(Seoul) Wer sind die Katholiken, die Papst Franziskus unter Häresieverdacht stellt, indem er sie als „Pelagianer“ bezeichnet? Oder hat der Papst seine Meinung grundlegend geändert und den Häresievorwurf in Dank umgewandelt? Secretum meum mihi stellte einen Vergleich „widersprüchlicher“ Haltungen des Papstes zu ein und derselben Sache an. „Was ist wahr? Hat der Papst innerhalb eines Jahres seine Meinung geändert? Sagte er damals oder heute nicht das, was man sagt, daß er es gesagt habe? Wurde er mißverstanden?“, fragt deshalb Francisco de la Cigoña, einer der bekanntesten katholischen Blogger Spaniens.
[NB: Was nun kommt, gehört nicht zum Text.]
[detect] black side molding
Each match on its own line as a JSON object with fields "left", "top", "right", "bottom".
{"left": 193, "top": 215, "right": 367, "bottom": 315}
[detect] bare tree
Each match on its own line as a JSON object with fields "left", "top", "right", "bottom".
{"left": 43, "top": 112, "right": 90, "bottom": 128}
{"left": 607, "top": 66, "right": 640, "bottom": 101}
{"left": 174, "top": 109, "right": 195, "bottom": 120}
„Die Reise nach Korea war ein Erfolg und im Augenblick scheint es nichts Aufsehenerregendes zu geben, das richtigzustellen, zu dementieren und zu präzisieren wäre.“ so de la Cigoña. „Kann es sein, daß der Papst lernt, der Papst zu sein? So Gott will.“ „Mit Sicherheit sah er in Korea eine blühende, missionarische Kirche mit einem sehr traditionellen Erscheinungsbild. Ob sie gerade deshalb ein solches Wachstum erlebt? Während die Kirche in Japan, die so nahe und doch so verschieden ist, nicht abhebt.“
Der Pelagianer-Vorwurf im Juni 2013
Am 6. Juni 2013 hatte Papst Franziskus die progressiven Vorstandsmitglieder des Dachverbandes der Ordensleute Lateinamerikas und der Karibik Confederación Latinoamericana y Caribeña de Religiosos y Religiosas (CLAR) in Privataudienz empfangen. Das von der Delegation angefertigte Gedächtnisprotokoll über die beim einstündigen Treffen gemachten Aussagen des Papstes, wurde umgehend der progressiven chilenischen Zeitschrift Reflexion y Liberacion zugespielt und von dieser veröffentlicht.
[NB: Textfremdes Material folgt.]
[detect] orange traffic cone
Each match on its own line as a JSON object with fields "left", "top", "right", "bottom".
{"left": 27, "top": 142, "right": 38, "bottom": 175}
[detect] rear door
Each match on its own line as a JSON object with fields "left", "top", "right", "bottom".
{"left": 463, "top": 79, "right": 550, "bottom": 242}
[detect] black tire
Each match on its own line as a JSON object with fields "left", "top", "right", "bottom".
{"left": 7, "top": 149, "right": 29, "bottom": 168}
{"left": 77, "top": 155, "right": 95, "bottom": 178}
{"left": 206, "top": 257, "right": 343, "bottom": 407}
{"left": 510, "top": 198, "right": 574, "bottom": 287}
Im Vatikan war man ebenso überrascht und gab sich zugeknöpft. Vatikansprecher Pater Federico Lombardi, von Journalisten zur Echtheit des Protokolls befragt, gab zwar eine Erklärung ab, ohne jedoch etwas zum Inhalt zu sagen. Er beschränkte sich auf die Feststellung, daß es sich um ein „privates Treffen“ gehandelt habe: „Ich habe deshalb keine Erklärungen zum Inhalt des Gesprächs abzugeben“. Womit der Vatikansprecher indirekt die Authentizität des Protokolls bestätigte.
Die CLAR-Vorsitzende Schwester Mercedes Leticia Casas Sánchez FSpS und Generalsekretär Pater Gabriel Naranjo Salazar CM sahen sich genötigt, im Namen des Dachverbandes die Veröffentlichung zu bedauern. Dabei wurde der Inhalt der im Protokoll genannten Aussagen des Papstes ausdrücklich bestätigt.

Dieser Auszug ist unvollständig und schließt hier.